As I sat in the ICU room, overwhelmed by all the beeping machines and wires that were connected to my son, it was clearer than ever before that life is a gift and we never know when we might breathe our last breath. During the time I spent next to my son’s hospital bed, I received a WhatsApp message from a leader, alongside whom I have been working. She was sharing an article entitled “The Heart of Successful Succession.” As I sat reading this article, I was faced with two parallel realities. On the one hand, I was faced with the realization that my son’s life was a miracle and something we almost lost. On the other hand, I was faced with the continued realization that the ministries in which I serve need to be able to function without my presence. The more I read this article, the more I felt that the Lord was clarifying, with urgency, the need to have people trained and ready to take over for me, whether it’s because I have tendered my resignation, or because I have taken my last breath on this side of eternity.
With the realities that Covid-19 has brought to our individual contexts, I am sure that we can all relate to the many uncertainties that life brings. However, there are several things that are certain no matter what: God is faithful and good, and our time in our current role is limited (whether that means we need to turn it over, resign, or God calls us Heavenward). The certainty of role transition should remind us that even though we work within our specific contexts, we are a part of a mission that is larger than our personal contexts and one that extends throughout history, the present, and the future. We each have an invitation to look beyond our own vision, mission, PVCs, and experience, to grasp hold of the greater vision given to us by Jesus in Matthew 28:16-20.

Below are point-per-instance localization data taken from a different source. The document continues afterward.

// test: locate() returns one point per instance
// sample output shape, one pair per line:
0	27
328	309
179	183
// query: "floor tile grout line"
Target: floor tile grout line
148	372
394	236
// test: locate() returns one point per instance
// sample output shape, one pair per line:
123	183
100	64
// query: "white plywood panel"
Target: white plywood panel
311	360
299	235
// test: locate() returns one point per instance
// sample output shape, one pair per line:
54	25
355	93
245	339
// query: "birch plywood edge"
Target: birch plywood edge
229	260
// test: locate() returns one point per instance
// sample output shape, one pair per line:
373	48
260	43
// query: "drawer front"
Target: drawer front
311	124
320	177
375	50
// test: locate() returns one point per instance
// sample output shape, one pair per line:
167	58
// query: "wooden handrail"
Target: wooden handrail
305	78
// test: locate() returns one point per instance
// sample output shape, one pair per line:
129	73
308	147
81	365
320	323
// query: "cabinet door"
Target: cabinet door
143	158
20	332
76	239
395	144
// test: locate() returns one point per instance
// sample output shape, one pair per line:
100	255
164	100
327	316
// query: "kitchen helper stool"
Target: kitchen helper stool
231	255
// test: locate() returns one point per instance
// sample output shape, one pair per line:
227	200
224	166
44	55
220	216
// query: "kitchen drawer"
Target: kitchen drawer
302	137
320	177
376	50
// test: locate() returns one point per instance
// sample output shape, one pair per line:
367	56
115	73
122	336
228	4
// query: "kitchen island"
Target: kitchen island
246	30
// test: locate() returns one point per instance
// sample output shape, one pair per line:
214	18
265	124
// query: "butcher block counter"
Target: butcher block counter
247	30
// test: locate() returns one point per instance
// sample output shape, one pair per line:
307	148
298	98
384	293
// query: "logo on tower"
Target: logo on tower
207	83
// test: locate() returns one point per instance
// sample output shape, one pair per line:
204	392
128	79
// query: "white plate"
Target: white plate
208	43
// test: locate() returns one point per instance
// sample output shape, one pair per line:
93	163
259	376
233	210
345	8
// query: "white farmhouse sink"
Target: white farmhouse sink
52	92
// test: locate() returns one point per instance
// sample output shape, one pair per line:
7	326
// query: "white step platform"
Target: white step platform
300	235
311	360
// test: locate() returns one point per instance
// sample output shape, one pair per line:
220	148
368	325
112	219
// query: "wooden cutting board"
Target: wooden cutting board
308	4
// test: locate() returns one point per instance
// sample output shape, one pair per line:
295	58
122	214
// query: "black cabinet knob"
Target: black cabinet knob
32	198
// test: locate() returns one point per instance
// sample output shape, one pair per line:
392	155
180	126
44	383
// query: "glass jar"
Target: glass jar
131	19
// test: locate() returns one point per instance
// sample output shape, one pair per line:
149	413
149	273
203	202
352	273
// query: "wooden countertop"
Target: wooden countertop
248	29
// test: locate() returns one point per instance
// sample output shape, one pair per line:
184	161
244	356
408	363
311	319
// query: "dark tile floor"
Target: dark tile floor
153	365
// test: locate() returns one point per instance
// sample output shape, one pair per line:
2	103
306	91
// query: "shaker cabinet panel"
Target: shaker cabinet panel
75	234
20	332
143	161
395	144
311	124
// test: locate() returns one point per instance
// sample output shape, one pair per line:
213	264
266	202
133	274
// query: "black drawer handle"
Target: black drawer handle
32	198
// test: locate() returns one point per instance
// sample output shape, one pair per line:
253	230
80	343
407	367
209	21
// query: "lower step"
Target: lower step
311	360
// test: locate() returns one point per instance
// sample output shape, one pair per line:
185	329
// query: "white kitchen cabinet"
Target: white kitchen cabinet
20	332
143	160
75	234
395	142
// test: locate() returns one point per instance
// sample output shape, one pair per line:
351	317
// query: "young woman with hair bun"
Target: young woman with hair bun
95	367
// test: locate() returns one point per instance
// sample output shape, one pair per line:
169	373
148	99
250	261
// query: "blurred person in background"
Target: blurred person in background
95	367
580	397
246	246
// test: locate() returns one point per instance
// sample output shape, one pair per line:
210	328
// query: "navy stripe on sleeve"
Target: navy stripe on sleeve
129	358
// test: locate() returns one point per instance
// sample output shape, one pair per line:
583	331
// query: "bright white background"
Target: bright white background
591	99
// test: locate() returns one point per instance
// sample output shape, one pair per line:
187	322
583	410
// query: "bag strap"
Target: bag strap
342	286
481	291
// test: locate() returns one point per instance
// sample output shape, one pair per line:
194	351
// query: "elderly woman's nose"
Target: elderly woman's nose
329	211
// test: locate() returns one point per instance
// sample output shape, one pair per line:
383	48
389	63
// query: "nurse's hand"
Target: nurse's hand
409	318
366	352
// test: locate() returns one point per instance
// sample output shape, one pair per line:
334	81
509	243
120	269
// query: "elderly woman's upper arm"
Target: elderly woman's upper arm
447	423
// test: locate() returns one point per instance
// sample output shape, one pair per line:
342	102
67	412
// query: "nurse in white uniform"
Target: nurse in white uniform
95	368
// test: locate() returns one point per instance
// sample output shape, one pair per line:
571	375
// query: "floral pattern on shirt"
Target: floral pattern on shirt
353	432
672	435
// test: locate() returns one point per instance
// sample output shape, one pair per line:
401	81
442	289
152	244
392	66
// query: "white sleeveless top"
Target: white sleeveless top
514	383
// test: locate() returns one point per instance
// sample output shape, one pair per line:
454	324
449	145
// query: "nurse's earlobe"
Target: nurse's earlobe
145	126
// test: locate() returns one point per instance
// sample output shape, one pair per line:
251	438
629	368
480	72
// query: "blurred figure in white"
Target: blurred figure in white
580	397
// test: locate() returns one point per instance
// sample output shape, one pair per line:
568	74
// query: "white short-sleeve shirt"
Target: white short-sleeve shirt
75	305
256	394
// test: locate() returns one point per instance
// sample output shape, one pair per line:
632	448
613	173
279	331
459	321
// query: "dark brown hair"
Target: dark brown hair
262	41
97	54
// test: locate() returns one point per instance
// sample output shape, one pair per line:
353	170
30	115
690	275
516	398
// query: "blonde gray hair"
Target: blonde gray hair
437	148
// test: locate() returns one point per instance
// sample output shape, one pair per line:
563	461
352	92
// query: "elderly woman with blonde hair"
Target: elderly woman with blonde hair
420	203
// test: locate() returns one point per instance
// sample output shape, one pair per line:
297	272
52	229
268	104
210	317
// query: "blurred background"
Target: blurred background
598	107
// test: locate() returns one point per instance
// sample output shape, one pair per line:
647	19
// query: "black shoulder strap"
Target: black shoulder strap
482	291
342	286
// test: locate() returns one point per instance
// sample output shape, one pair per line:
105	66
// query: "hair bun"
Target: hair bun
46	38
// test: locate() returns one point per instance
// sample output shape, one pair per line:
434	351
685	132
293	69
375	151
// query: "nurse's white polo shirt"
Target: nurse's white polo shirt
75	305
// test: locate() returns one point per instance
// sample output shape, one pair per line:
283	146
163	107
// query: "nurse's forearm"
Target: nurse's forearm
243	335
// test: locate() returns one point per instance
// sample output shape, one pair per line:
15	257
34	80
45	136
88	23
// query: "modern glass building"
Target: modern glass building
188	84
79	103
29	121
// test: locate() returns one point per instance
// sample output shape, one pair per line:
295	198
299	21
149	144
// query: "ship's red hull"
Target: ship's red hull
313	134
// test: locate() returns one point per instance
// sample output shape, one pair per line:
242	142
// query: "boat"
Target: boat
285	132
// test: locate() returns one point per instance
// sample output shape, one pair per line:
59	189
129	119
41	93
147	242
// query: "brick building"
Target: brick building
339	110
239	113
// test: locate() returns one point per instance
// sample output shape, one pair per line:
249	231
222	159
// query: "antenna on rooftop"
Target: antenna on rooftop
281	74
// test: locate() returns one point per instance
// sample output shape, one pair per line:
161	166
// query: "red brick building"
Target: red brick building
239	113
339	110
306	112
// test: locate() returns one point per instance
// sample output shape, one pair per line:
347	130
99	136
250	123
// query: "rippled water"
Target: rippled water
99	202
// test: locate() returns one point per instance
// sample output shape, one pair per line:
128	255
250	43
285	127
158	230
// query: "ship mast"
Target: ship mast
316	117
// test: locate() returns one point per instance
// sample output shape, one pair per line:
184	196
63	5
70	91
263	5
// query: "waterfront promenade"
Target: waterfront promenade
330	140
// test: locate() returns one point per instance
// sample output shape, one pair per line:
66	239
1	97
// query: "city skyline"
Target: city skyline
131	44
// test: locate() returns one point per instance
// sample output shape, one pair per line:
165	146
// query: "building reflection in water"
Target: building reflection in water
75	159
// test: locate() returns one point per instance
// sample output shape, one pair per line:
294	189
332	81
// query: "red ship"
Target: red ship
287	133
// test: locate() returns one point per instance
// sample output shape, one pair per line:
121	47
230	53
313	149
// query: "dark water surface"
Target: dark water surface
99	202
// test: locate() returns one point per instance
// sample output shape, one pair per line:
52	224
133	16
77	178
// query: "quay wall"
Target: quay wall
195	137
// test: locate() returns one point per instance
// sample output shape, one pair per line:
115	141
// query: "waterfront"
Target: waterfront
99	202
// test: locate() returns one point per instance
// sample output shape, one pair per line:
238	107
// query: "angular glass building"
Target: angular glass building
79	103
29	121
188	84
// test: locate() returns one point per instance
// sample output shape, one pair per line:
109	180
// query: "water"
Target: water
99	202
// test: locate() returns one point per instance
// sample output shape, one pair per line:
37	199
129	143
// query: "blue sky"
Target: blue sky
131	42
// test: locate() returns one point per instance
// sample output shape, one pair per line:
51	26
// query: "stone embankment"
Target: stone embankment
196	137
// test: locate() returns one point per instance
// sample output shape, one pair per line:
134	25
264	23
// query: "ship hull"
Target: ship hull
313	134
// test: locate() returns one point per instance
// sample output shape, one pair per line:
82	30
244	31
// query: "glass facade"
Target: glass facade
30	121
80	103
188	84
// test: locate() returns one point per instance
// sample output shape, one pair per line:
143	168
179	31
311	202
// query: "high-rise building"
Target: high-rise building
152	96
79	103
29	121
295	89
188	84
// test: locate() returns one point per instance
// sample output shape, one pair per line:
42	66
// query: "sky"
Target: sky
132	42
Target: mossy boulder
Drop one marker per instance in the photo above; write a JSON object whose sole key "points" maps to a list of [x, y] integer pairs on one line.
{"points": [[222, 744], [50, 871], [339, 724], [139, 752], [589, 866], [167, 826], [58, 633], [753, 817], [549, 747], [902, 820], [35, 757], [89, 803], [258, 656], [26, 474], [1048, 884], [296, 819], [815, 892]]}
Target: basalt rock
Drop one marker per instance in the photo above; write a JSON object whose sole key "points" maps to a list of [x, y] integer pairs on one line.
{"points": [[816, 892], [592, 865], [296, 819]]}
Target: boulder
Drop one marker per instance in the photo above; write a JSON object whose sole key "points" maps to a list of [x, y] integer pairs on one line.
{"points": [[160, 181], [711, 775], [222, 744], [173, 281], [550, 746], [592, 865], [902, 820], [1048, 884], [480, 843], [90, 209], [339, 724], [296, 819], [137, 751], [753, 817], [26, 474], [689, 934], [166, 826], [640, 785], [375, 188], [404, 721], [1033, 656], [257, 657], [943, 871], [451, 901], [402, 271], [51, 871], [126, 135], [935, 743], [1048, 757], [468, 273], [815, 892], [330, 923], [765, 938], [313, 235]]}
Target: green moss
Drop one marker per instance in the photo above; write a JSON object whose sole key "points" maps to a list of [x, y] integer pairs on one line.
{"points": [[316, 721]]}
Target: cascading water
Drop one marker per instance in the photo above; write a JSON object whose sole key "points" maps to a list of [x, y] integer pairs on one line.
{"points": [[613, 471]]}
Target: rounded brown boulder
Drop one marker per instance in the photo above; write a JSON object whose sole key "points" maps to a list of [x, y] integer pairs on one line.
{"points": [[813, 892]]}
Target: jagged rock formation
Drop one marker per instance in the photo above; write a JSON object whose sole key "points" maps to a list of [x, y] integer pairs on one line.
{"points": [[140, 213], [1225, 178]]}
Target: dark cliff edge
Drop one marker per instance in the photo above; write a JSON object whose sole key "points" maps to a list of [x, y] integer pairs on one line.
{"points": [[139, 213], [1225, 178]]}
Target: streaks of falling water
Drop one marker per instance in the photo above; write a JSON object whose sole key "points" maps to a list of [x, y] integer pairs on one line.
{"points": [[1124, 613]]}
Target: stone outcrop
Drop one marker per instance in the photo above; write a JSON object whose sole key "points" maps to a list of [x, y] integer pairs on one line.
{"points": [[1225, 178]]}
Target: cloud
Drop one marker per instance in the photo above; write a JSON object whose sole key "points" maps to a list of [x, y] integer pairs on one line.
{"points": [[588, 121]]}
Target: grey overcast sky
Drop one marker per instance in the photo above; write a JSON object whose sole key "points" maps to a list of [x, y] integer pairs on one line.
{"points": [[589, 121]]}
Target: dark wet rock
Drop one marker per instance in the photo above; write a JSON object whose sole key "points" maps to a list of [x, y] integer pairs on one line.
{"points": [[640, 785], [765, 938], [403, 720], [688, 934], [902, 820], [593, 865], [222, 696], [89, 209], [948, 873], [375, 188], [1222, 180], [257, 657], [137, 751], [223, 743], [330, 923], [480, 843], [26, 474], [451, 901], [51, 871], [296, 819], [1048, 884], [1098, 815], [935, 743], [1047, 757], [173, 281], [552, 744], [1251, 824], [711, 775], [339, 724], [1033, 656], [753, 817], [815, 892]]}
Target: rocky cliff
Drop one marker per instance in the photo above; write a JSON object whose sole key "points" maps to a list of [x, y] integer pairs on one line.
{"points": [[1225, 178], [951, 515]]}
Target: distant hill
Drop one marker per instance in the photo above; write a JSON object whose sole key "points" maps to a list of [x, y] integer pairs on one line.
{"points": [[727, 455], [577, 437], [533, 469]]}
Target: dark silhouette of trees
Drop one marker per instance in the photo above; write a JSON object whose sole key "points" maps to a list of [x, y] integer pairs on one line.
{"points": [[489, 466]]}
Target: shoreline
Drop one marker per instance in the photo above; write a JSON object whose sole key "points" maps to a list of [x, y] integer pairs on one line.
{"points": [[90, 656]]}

With a focus on the mission of Jesus, we are invited to wrestle with questions like: “How would our leadership be different if we lived every day in light of the fact that we will eventually pass it on? How would it change if we became more aware of our mortality?” (Greer, 2021) Peter Greer suggests that every leader take time to write their own eulogy and focus on the difference between a eulogy and a resume. In the hustle and bustle of life, it is possible that we spend our time and focus on building resumes: accomplishments, titles, roles, etc. In this, we forget the things that matter most; those things with eternal value, which ultimately are the things we would desire to be said in our eulogies. Remembering our mortality invites us to live intentionally with purpose and clarity.
In a similar exercise, Greer suggests we should also write our resignation letter. If the Lord continues giving us breath, there is a very good chance that we will walk out of our current positions at some time (whether through retirement, new callings, etc.). Recognizing that our days in our current roles are numbered, also causes reflection. We ought to be thinking about what goals should be created, what mentoring needs to be accomplished, and how to “pass the baton” of our ministry over in healthy, God-honoring ways. Remembering that we will one day transition out of this role invites us to intentionally create vision and a plan for the ministries the Lord has entrusted to us. We are speaking of a vision and a plan that not only has eternal value but is one which will most likely outlast any one season of leadership.
“We are trusted with leadership for a limited time, but we are all interim leaders.” (Greer, 2021) As we spend time evaluating 2021 and preparing goals for 2022, the real assessment will be how well the “baton” is passed to the national leadership to carry on the mission…the mission of Jesus.
What do you hope will be included in your eulogy?